For better or worse, it remained taken for granted that the union of the sexes was a physiological law and that the all too legitimate horror of distinguished women for this hideous coupling was insurmountable only in appearance.
“The field of literature needs women!” concluded the professoress with brio, “and marriage is the only way to get them in - however haphazardly! And so what if it pushes men aside?”
One day, unbeknownst to her friend, Cleopatra decided to found a matrimonial agency, a quite small agency – very discreet, of course – which but quietly tooted the horn of its own offerings and placed its advertisements in newspapers of irreproachable reputation.
An anonymous flyer, printed on rose-colored paper, informed lovers that the “Guardian Angel of the Heart” undertook as projects nothing but “love-marriages.” He did not immerse himself in machinations of money, did not offer up dubious virginities, did not scintillate the eyes of adventurers with diamond chandeliers by the millions.

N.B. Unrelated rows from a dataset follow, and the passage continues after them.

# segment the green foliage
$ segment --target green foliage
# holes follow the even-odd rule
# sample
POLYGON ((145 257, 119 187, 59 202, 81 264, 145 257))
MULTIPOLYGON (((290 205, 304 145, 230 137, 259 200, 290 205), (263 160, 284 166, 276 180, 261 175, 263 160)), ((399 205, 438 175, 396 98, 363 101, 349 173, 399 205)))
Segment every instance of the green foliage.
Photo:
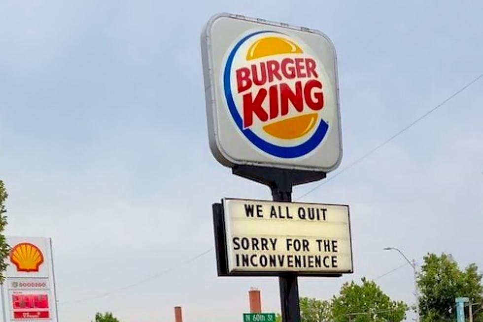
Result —
POLYGON ((330 321, 330 303, 315 298, 301 297, 301 322, 329 322, 330 321))
MULTIPOLYGON (((401 322, 408 306, 392 301, 374 282, 346 283, 332 301, 301 297, 301 322, 401 322)), ((277 314, 276 322, 282 322, 277 314)))
POLYGON ((96 317, 92 322, 120 322, 120 321, 114 318, 112 313, 105 312, 104 314, 99 313, 96 313, 96 317))
POLYGON ((331 305, 333 322, 400 322, 408 306, 391 300, 373 281, 362 279, 362 285, 346 283, 331 305))
MULTIPOLYGON (((461 270, 452 257, 446 254, 428 254, 424 261, 417 278, 422 322, 454 321, 456 297, 469 297, 472 303, 483 302, 482 275, 476 264, 461 270)), ((474 312, 473 321, 483 322, 483 311, 474 312)))
POLYGON ((5 259, 10 252, 10 246, 7 244, 3 231, 7 225, 7 209, 5 207, 5 201, 8 197, 3 181, 0 180, 0 283, 3 283, 4 277, 3 272, 7 268, 5 259))

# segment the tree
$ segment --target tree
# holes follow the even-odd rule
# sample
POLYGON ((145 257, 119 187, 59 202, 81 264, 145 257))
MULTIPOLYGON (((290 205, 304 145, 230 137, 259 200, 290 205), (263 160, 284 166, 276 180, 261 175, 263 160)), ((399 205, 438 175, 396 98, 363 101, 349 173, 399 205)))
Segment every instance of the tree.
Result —
MULTIPOLYGON (((300 297, 301 322, 329 322, 330 320, 330 303, 315 298, 300 297)), ((282 316, 277 314, 275 322, 282 322, 282 316)))
POLYGON ((346 283, 331 305, 334 322, 400 322, 408 306, 392 301, 373 281, 362 279, 362 285, 346 283))
POLYGON ((3 231, 7 225, 7 212, 5 207, 5 202, 8 197, 3 181, 0 180, 0 283, 3 283, 4 279, 3 272, 7 268, 7 263, 5 259, 10 252, 10 246, 7 243, 6 239, 3 235, 3 231))
POLYGON ((330 303, 315 298, 300 298, 301 322, 329 322, 330 303))
POLYGON ((120 322, 120 321, 114 318, 111 312, 105 312, 104 314, 96 313, 96 317, 94 318, 93 322, 120 322))
MULTIPOLYGON (((483 302, 482 275, 474 263, 464 270, 450 255, 428 254, 417 277, 422 322, 446 322, 454 320, 454 299, 469 297, 474 303, 483 302)), ((475 310, 473 321, 483 322, 483 311, 475 310)))

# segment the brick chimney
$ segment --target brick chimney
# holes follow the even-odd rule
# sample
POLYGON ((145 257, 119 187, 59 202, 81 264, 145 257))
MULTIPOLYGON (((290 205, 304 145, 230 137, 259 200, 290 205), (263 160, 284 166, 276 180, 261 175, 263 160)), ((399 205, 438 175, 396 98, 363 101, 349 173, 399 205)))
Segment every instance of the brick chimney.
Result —
POLYGON ((248 292, 250 299, 250 313, 262 313, 262 298, 260 291, 258 289, 252 288, 248 292))
POLYGON ((183 322, 181 306, 174 307, 174 322, 183 322))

No, the Guardian Angel had been sent on an exclusive mission to bring together the “hearts of the elite” who, without him, would never be known, to facilitate meetings and conversations of a guaranteed innocence. He sounded the call of ignored maidenheads, lilies in the shadows, of pure souls ravaged by a world unable to understand, unsuitable for these alliances, which were completely and absolutely irreproachable.
This noble enterprise had some success. Old maids, trembling with hope, sprang forth from their lairs and rushed to deposit their lives’ savings into the hands of Cleopatra. A teacher from Geneva, an old woman austere and duly decorated, affably received visitors of either sex and wrote out all correspondence. The founder only appeared in person in difficult cases, where a certain degree of eloquence was required, calling herself Madame Aristide.
One fine day, “about that time where all swarm in love” (as La Fontaine would say), Penelope (yes, Penelope!) arrived in person to present herself, in search of an ideal husband.
Unfortunately for the reader, I was not present, but from what I gather Miss Magpie’s requirements were somewhat excessive, and it seems that they required the intervention of Madame Aristide…
What a meeting! What a scene! Cleopatra – her anonymity violated – enraged! Penelope, furious at having her desires discovered in flagrante delicto, as it were, suddenly let loose their souls – their true shrew’s souls – a thousand times more odious than those carcasses they called bodies, and set each upon the other.
Rather, I think, like the overturning of chamber pots.